北海道科学大学工学部建築学科 𠮷津研究室が昨年度に行った2つの実験・研究結果から、鉄筋コンクリートにM&Nコイルを採用したケースで、人通口の補強と重ね継手部の強度にどれくらい効果があるのかがわかりました。

『M&Nコイル』を使って人通口部分を補強した試験体の一例(2021年度 卒業論文「開口
(人通口)補強筋に螺旋型ひび割れ分散鋼線を用いた基礎梁の曲げ実験に関する研究」より)

人通口の補強については、2021年度 卒業論文「開口(人通口)補強筋に螺旋型ひび割れ分散鋼線を用いた基礎梁の曲げ実験に関する研究」によると、『M&Nコイル』を設置した基礎立上がり部分の人通口(600×400mm)を対象に曲げ性能向上について検証を行ったところ、開口の形状や開口補強筋量が異なっていても、曲げ性能が改善されることがわかりました。

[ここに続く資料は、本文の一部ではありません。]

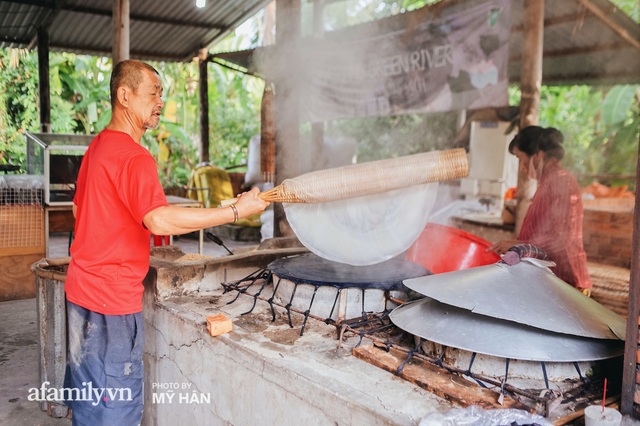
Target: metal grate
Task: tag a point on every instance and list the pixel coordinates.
(21, 220)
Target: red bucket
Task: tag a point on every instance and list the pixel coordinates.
(442, 248)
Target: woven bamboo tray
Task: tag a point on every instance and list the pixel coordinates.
(610, 286)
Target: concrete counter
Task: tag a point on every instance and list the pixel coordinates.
(262, 372)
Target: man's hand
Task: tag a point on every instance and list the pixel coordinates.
(249, 203)
(502, 246)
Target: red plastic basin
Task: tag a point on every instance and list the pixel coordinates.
(442, 248)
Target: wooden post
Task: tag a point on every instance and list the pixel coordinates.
(203, 91)
(43, 81)
(530, 82)
(631, 351)
(267, 135)
(120, 47)
(267, 108)
(317, 129)
(287, 103)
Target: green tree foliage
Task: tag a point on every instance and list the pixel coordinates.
(80, 103)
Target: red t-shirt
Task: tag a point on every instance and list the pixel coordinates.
(117, 186)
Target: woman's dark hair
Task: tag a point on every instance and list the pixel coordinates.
(532, 139)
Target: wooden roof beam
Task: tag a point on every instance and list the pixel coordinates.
(624, 34)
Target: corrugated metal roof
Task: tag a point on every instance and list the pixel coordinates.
(169, 30)
(585, 41)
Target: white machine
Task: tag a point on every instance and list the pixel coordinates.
(492, 169)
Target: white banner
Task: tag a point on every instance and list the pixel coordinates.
(457, 61)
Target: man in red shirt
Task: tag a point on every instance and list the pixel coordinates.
(119, 203)
(553, 221)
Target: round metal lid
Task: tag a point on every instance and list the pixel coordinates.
(460, 328)
(526, 293)
(312, 269)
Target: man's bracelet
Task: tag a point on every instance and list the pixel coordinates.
(235, 212)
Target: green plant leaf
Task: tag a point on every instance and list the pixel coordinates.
(617, 103)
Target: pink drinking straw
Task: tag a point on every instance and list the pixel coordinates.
(604, 395)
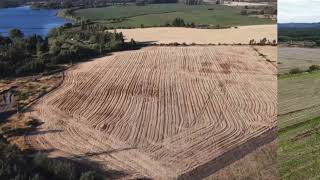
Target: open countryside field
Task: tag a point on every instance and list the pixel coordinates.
(295, 57)
(160, 14)
(299, 112)
(162, 112)
(201, 36)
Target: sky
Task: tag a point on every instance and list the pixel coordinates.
(298, 11)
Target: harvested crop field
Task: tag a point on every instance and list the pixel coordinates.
(166, 35)
(162, 112)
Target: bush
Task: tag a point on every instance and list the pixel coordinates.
(295, 71)
(314, 68)
(90, 175)
(178, 22)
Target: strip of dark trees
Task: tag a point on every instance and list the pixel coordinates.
(20, 56)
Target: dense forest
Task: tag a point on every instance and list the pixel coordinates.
(17, 165)
(299, 34)
(70, 43)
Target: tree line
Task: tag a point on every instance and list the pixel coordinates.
(20, 55)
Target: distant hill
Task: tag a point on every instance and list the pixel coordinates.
(298, 25)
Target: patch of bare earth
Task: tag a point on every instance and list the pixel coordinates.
(242, 34)
(161, 112)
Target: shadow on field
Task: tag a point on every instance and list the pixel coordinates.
(104, 152)
(230, 157)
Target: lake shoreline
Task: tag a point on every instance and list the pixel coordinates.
(35, 21)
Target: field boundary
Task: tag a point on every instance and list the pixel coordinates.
(231, 156)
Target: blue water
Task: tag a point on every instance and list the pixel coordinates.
(29, 21)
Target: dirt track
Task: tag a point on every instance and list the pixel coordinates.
(160, 112)
(242, 34)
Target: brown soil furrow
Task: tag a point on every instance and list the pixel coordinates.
(161, 112)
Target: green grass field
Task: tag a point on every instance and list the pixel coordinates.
(160, 14)
(299, 98)
(296, 57)
(298, 120)
(299, 151)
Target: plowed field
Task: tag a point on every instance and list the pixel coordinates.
(242, 34)
(162, 112)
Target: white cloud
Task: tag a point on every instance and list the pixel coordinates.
(298, 11)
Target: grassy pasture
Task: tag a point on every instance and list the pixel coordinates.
(299, 151)
(160, 14)
(298, 115)
(299, 98)
(301, 58)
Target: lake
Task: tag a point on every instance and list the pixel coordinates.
(28, 20)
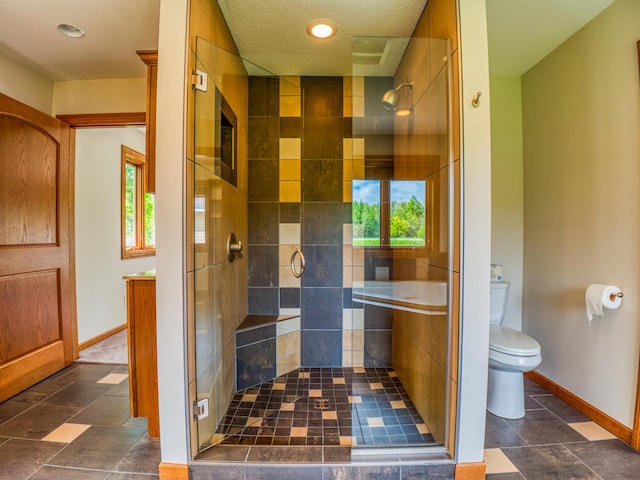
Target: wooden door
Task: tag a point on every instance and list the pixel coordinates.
(36, 247)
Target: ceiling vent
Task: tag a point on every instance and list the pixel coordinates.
(370, 51)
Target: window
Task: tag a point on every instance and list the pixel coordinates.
(388, 213)
(138, 232)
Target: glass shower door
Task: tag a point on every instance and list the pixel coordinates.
(401, 181)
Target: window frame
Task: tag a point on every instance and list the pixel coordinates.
(138, 160)
(385, 219)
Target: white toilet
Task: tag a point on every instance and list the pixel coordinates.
(511, 353)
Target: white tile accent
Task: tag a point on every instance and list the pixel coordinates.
(287, 326)
(66, 433)
(347, 234)
(498, 462)
(592, 431)
(347, 319)
(290, 233)
(113, 378)
(290, 148)
(358, 319)
(357, 86)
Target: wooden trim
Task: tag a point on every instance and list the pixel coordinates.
(90, 120)
(470, 471)
(22, 372)
(605, 421)
(173, 471)
(72, 243)
(149, 57)
(102, 336)
(635, 433)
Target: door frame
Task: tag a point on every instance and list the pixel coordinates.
(89, 120)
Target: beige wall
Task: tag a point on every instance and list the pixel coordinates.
(25, 85)
(507, 189)
(581, 117)
(100, 96)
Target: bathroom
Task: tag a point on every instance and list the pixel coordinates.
(476, 209)
(311, 141)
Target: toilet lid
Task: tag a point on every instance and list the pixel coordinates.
(512, 342)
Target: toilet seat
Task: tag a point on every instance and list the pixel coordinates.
(508, 341)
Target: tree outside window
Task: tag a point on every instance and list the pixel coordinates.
(404, 207)
(138, 231)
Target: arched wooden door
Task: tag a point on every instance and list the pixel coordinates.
(36, 247)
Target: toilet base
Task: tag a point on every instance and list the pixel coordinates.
(505, 393)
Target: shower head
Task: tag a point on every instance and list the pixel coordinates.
(391, 97)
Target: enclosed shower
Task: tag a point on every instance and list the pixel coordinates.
(325, 319)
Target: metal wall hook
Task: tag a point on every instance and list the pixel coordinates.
(476, 100)
(297, 273)
(234, 247)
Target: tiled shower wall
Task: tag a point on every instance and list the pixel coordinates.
(306, 142)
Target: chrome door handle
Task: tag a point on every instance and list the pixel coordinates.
(297, 273)
(234, 247)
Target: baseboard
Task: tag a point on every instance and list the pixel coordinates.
(173, 471)
(470, 471)
(605, 421)
(102, 336)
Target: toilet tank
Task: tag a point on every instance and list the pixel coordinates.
(499, 294)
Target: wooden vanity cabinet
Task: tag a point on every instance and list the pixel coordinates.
(143, 358)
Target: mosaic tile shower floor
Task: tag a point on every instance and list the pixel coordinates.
(325, 406)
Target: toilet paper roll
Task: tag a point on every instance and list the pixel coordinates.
(600, 296)
(496, 272)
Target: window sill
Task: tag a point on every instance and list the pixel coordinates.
(147, 252)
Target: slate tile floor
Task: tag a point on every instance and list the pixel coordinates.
(76, 425)
(554, 441)
(325, 406)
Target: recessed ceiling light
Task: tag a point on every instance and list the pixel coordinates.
(70, 30)
(321, 29)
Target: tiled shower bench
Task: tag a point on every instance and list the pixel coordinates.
(266, 346)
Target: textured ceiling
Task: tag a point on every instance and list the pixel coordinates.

『M&Nコイル』を重ね継手部に使った試験体の一例(2021年度 実験報告書
「重ね継手にスパイラルコイルを用いた強度に関する実験的研究」より)

重ね継手部の強度については、2021年度 実験報告書「重ね継手にスパイラルコイルを用いた強度に関する実験的研究」によると、直径3mmの鋼線を螺旋状に加工した補強鋼線(スパイラルコイル=M&Nコイル)を重ね継手部分の周辺に配置することによって、継手長さと引張荷重の相関関係がどのようになるかを調べたところ、長さ350mmのスパイラルコイルを重ね継手部に設置することによって、継手長さを鉄筋径の5倍以上低減できることがわかりました。

今回公表された2つの実験・研究結果については、それぞれ卒業論文・報告書のPDFファイルを「大学で確認された信頼できる性能」ページの「これまでの研究報告書・論文」からダウンロードしてご覧頂けます。

なお、𠮷津研究室では今年度、マンションなど壁式鉄筋コンクリート造のベランダ先端に旋型ひび割れ分散鋼線を設置することで曲げ性能を改善する実験を計画しています。